Custom speech to text containers with Docker

Article
01/21/2024

The custom speech to text container transcribes real-time speech or batch audio recordings with intermediate results. You can use a custom model that you created in the custom speech portal. In this article, you learn how to download, install, and run a custom speech to text container.

For more information about prerequisites, validating that a container is running, running multiple containers on the same host, and running disconnected containers, see Install and run Speech containers with Docker.

Container images

The custom speech to text container image for all supported versions and locales can be found on the Microsoft Container Registry (MCR) syndicate. It resides within the azure-cognitive-services/speechservices/ repository and is named custom-speech-to-text.

The fully qualified container image name is, mcr.microsoft.com/azure-cognitive-services/speechservices/custom-speech-to-text. Either append a specific version or append :latest to get the most recent version.

Version	Path
Latest	`mcr.microsoft.com/azure-cognitive-services/speechservices/custom-speech-to-text:latest`
4.6.0	`mcr.microsoft.com/azure-cognitive-services/speechservices/custom-speech-to-text:4.6.0-amd64`

All tags, except for latest, are in the following format and are case sensitive:

<major>.<minor>.<patch>-<platform>-<prerelease>

Note

The locale and voice for custom speech to text containers is determined by the custom model ingested by the container.

The tags are also available in JSON format for your convenience. The body includes the container path and list of tags. The tags aren't sorted by version, but "latest" is always included at the end of the list as shown in this snippet:

{
  "name": "azure-cognitive-services/speechservices/custom-speech-to-text",
  "tags": [
    "2.10.0-amd64",
    "2.11.0-amd64",
    "2.12.0-amd64",
    "2.12.1-amd64",
    <--redacted for brevity-->
    "latest"
  ]
}

Get the container image with docker pull

You need the prerequisites including required hardware. Also see the recommended allocation of resources for each Speech container.
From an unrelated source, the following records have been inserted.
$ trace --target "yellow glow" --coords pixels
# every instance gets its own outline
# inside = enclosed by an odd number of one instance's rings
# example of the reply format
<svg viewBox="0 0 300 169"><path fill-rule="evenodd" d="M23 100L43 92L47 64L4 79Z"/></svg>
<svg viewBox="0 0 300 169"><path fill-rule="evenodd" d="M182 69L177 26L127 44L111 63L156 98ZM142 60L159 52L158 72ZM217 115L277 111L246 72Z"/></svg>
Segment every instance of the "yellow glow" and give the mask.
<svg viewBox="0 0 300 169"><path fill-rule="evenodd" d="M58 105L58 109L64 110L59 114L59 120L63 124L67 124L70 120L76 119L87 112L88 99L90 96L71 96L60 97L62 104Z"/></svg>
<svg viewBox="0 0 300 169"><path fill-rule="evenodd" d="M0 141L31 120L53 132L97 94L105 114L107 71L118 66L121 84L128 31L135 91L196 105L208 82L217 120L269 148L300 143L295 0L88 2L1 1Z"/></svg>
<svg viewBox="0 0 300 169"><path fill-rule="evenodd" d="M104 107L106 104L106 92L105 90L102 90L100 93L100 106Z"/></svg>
Use the docker pull command to download a container image from Microsoft Container Registry:

docker pull mcr.microsoft.com/azure-cognitive-services/speechservices/custom-speech-to-text:latest

Note

The locale and voice for custom Speech containers is determined by the custom model ingested by the container.

Get the model ID

Before you can run the container, you need to know the model ID of your custom model or a base model ID. When you run the container, you specify one of the model IDs to download and use.

Custom model ID
Base model ID

The custom model must be trained by using the Speech Studio. For information about how to get the model ID, see custom speech model lifecycle.

Screenshot that shows the custom speech training page.

Obtain the Model ID to use as the argument to the ModelId parameter of the docker run command.

Screenshot that shows custom speech model details.

You can get the available base model information by using option BaseModelLocale={LOCALE}. This option gives you a list of available base models on that locale under your billing account.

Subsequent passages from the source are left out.